J.G.: One thing that comes up which might not be as critical for a small retail operation like yours, but since you’re involved in local economic development, I’ll ask anyway: the workforce issue.

L.S.: It is an issue, but to me, it’s not a lack of workforce. It’s more a lack of jobs and workforce. They go together. You might have three open jobs, and maybe there’s a pool of sorts, but there aren’t enough jobs to drive a bigger pool. So you need both.

It’s not just how to fill open jobs. It’s critical to look at that whole. We have employable, qualified people here, but a good many of them are already employed. That’s the other piece. We’re not talking about high unemployment.

J.G.: How have you managed?

L.S.: Through all these years, I’ve had very little difficulty finding qualified people to work in either of the bookstores. Even though bookselling demands a diverse skill set — you’ve got to be good at conversation, good with computers, and have a good working knowledge of books and publishing — when I’ve put it out there, they’ve come.

J.G.: Bookstore staffers often amaze me with their ability to help us find what we’re looking for.

L.S.: But again, the workforce issue is one that we must continue to deal with. People here want to work and are willing to learn.

A large employer coming in can suck up a lot of employees, as we’ve seen from time to time. But if a small company is looking to fill a small number of jobs, they should be able to — absolutely.

Connections are being made between the local employers and the schools and training centers. What do they need, what should we be training for?

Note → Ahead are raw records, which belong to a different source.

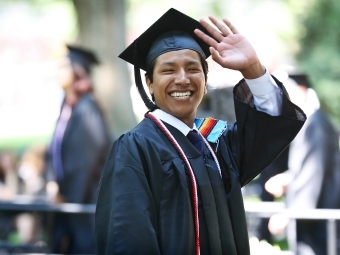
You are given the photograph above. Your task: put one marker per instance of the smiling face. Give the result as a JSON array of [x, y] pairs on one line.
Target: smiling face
[[178, 84]]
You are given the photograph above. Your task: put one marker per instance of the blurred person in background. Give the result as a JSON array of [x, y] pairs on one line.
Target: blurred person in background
[[9, 181], [312, 179], [8, 190], [77, 153], [31, 172]]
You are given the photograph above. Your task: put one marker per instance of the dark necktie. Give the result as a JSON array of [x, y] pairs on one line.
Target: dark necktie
[[196, 139]]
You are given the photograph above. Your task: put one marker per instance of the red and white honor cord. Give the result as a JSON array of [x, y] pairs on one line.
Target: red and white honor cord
[[191, 174]]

I think we’re moving in the right directions.

J.G.: You sound so confident.

L.S.: I am. Hey, my husband and I wouldn’t stick around if we didn’t think this was the right place, especially for our kids — 12-year-old daughter Ally, 9-year-old son Zach, and 3-year-old Jacob. It’s about them and their peers and the community they live in.

Operating Bartleby’s and living an engaged life in our community are how we connect with that critical population and help open worlds for them. And while we’re at it, for ourselves.